A federal judge in Rhode Island has sided with a coalition of domestic violence support groups in momentarily barring the federal government from enforcing a newly imposed set of restraints on Violence Against Women Act (VAWA) grants.
Senior District Judge William E. Smith of the U.S. District Court for the District of Rhode Island issued his 27-page ruling on Friday, Aug. 8, granting the preliminary stay requested by the plaintiffs — an assembly of 17 state-level coalitions who work with domestic violence and sexual assault survivors. Rhode Island Coalition Against Domestic Violence is the lead plaintiff in the lawsuit against U.S. Attorney General Pam Bondi.
The preliminary stay halts the Office on Violence Against Women, an agency within the U.S. Department of Justice which distributes the VAWA grants, from instituting conditions the agency was set to apply to grant applications starting Tuesday, Aug. 12. The funding policy change would require grant applicants to align their projects and services with President Donald Trump’s wide-ranging directives to discontinue federal funding of DEI and what the administration calls “gender ideology.”
“This order is a critical step toward protecting survivors and ensuring that communities across the country can continue to provide the services Congress mandated,” the plaintiffs said in a joint statement issued Friday. “The administration’s attempt to politicize essential funding that supports survivors of domestic violence and sexual assault was not just unlawful, it was cruel.”
The plaintiffs’ legal team included attorneys from Democracy Forward, the ACLU of Rhode Island, the National Women’s Law Center, the Lawyers’ Committee for Rhode Island, and Daniel Jacobson, a former counsel for the U.S. Office of Management and Budget during the Biden administration, and now head of Jacobson Lawyers Group.

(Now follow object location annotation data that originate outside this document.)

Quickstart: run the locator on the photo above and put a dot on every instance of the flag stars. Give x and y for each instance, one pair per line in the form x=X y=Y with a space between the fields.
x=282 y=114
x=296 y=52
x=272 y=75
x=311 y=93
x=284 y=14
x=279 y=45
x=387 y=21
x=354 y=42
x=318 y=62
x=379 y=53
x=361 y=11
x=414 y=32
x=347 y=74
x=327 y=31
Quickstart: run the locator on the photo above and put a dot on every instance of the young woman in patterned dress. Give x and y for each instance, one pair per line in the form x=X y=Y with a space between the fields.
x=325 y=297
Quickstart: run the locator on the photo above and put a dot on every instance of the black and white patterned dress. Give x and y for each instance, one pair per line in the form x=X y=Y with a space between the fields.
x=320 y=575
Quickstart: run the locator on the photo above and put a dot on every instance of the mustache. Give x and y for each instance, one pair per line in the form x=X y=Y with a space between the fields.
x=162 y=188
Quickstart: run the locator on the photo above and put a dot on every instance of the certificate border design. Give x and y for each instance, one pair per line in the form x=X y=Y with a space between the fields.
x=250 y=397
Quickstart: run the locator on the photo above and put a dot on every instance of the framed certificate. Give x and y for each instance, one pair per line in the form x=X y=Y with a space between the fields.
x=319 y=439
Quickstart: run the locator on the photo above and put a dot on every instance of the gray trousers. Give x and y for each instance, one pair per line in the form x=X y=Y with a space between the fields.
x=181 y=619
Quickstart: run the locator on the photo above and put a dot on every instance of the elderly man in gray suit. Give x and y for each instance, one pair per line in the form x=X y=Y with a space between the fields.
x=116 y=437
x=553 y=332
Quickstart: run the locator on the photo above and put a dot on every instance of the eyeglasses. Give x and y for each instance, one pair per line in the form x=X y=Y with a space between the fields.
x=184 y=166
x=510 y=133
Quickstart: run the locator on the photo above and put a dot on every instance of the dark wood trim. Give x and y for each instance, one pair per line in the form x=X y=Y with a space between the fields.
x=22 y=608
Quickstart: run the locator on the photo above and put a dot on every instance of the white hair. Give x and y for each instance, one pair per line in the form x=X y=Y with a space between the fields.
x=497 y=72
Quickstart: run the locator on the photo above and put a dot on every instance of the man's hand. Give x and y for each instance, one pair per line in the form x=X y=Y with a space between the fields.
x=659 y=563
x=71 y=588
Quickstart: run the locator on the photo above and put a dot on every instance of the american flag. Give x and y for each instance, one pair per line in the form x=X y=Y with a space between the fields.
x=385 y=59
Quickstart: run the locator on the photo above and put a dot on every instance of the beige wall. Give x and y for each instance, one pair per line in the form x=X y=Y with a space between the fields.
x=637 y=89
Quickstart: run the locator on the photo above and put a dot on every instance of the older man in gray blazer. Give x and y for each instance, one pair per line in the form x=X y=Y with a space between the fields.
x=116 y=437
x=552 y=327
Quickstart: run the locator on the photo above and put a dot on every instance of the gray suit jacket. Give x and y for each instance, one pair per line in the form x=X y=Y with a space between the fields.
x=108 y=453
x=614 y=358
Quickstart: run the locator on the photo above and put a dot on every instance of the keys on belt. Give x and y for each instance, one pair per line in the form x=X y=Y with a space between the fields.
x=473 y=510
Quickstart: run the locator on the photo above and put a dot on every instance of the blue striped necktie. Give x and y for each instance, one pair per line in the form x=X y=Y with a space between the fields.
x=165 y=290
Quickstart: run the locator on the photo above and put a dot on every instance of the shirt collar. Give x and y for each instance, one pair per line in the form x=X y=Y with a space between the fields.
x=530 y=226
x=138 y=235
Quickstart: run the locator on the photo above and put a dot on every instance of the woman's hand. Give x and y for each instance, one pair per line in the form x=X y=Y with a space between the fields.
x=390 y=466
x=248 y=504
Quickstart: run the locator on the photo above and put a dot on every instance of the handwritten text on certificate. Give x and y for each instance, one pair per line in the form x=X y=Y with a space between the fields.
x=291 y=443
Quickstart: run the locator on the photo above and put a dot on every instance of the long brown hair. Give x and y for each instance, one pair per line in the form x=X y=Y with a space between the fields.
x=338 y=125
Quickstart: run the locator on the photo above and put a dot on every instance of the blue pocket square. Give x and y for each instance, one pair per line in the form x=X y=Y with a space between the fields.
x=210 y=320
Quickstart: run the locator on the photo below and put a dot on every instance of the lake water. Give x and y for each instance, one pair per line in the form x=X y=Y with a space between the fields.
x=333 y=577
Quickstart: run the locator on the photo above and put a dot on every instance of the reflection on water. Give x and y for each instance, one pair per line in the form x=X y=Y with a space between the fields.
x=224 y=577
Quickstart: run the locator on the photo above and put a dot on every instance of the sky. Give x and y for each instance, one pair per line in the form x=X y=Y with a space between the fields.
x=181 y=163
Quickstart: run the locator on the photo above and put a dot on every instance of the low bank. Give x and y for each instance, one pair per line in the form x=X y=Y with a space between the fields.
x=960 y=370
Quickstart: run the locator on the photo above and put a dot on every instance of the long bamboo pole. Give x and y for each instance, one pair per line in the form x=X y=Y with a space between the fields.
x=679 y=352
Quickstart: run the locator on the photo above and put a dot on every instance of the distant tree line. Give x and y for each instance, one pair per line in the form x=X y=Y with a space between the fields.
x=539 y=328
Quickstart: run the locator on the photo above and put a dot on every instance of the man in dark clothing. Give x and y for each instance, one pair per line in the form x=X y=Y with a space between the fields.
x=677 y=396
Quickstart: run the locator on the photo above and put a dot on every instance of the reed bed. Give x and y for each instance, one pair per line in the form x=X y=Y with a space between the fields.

Jacobson and Democracy Forward’s Kristen Bateman made their case during a July 29 hearing before Smith, arguing that the Office on Violence Against Women violated the Administrative Procedure Act by unlawfully instituting the new funding conditions.
The organizations who rely on these funds, the attorneys argued, would see their work imperiled if they had to forgo federal funding critical to their operations. Applicants also had to certify adherence with the new restrictions, which attorneys argued could trigger future federal prosecution under the False Claims Act.

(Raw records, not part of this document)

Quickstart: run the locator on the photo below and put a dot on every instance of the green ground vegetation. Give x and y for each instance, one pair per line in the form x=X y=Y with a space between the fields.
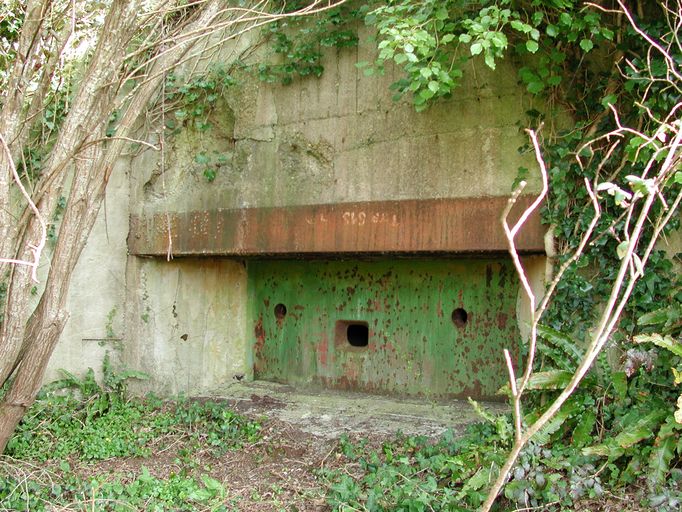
x=77 y=423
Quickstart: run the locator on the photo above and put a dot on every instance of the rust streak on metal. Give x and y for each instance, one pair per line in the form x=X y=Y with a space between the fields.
x=468 y=225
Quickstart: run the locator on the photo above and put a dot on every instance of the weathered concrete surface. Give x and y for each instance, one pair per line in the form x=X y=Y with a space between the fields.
x=452 y=226
x=188 y=318
x=97 y=296
x=332 y=141
x=342 y=139
x=328 y=414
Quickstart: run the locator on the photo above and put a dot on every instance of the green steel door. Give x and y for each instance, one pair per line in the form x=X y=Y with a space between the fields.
x=432 y=328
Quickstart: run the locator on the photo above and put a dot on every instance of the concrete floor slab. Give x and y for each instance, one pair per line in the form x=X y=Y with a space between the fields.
x=329 y=413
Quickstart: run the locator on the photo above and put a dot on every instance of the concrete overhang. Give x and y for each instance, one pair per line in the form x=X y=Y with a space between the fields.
x=452 y=226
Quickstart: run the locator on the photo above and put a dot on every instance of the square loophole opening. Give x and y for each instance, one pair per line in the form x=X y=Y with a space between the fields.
x=351 y=334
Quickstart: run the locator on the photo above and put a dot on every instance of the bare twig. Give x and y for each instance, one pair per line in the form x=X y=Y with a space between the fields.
x=36 y=249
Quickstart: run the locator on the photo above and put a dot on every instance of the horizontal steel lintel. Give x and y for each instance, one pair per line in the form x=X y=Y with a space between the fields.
x=430 y=226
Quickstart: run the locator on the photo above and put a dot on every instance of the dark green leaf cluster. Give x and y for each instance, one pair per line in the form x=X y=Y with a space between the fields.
x=297 y=43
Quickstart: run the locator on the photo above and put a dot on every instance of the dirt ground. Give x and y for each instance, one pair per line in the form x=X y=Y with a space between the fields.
x=300 y=435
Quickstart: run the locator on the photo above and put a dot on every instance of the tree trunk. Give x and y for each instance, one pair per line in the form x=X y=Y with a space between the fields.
x=32 y=343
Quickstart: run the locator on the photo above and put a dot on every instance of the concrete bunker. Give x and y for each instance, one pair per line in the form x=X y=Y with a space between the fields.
x=411 y=298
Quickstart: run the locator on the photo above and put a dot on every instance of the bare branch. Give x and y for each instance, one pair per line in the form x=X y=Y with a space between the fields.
x=36 y=249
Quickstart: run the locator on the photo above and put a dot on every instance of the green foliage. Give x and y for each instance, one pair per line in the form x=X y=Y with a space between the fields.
x=77 y=421
x=82 y=418
x=432 y=40
x=415 y=474
x=297 y=43
x=192 y=102
x=142 y=491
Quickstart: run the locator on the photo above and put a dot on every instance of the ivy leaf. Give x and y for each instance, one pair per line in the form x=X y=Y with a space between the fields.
x=622 y=249
x=609 y=99
x=581 y=434
x=586 y=45
x=661 y=454
x=666 y=342
x=535 y=87
x=620 y=384
x=641 y=186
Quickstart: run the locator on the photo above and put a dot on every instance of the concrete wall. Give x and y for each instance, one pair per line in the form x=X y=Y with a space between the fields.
x=331 y=140
x=97 y=296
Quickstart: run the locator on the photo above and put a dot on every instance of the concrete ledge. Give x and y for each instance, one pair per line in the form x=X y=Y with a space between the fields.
x=410 y=227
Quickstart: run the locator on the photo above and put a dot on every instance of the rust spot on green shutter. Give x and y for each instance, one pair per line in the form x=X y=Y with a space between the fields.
x=432 y=328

Smith agreed in his ruling that the plaintiffs were likely to prevail on at least one of their Administrative Procedure Act claims. There was not enough evidence for the court to conclude whether or not the restrictions are fundamentally invalid, Smith wrote. But, the judge argued, administrative law is designed to provide clear reasoning for the actions taken by federal agencies — something absent in the office’s adoption of the new funding conditions.
“The Court understands that this matter arises on an expedited basis, and perhaps a fuller administrative record will disclose more of the Office’s decisionmaking process,” Smith wrote. “But on the present record, the Court can only conclude that the Office engaged in a wholly under-reasoned and arbitrary process.”
Smith’s ruling returned several times to a court document he had discussed at the July 29 hearing: a declaration from Ginger Baran Lyons, the deputy director of the Office on Violence Against Women, that was filed on behalf of the federal government’s case.
“The Office provides, as the only basis for its decision, a single declaration by an Office supervisory official,” Smith wrote. “While helpful, that declaration is not a substitute for an administrative record.”
During the hearing, Smith noted that Lyons’ declaration painted a vastly different landscape of how her office would interpret the new funding conditions, compared to the conditions’ actual language. Smith underlined that disconnect in his ruling, writing that the plaintiff groups would only find “cold comfort” in the agency’s reassurance that it would not treat survivors of violence differently than it has in the past.
“In the context of this case and the present Administration,” Smith wrote, “the words of President Ronald Reagan have never rang more true: ‘The nine most terrifying words in the English language are: I’m from the Government, and I’m here to help.’”
Smith was also unmoved by the feds’ arguments that the office “would be ‘unlikely to recover the grant funds once they are disbursed,’” and that “the public . . . has an interest in the judiciary respecting the Executive Branch’s ability to lawfully direct and guide agencies’ spending decisions.”
The relief sought by the coalitions, Smith noted, did not require any disbursement of grant funds, just a shift in the conditions attached to them.
“And speaking of respect,” Smith added, “the public has an interest in the Executive respecting the Legislature’s spending decisions.”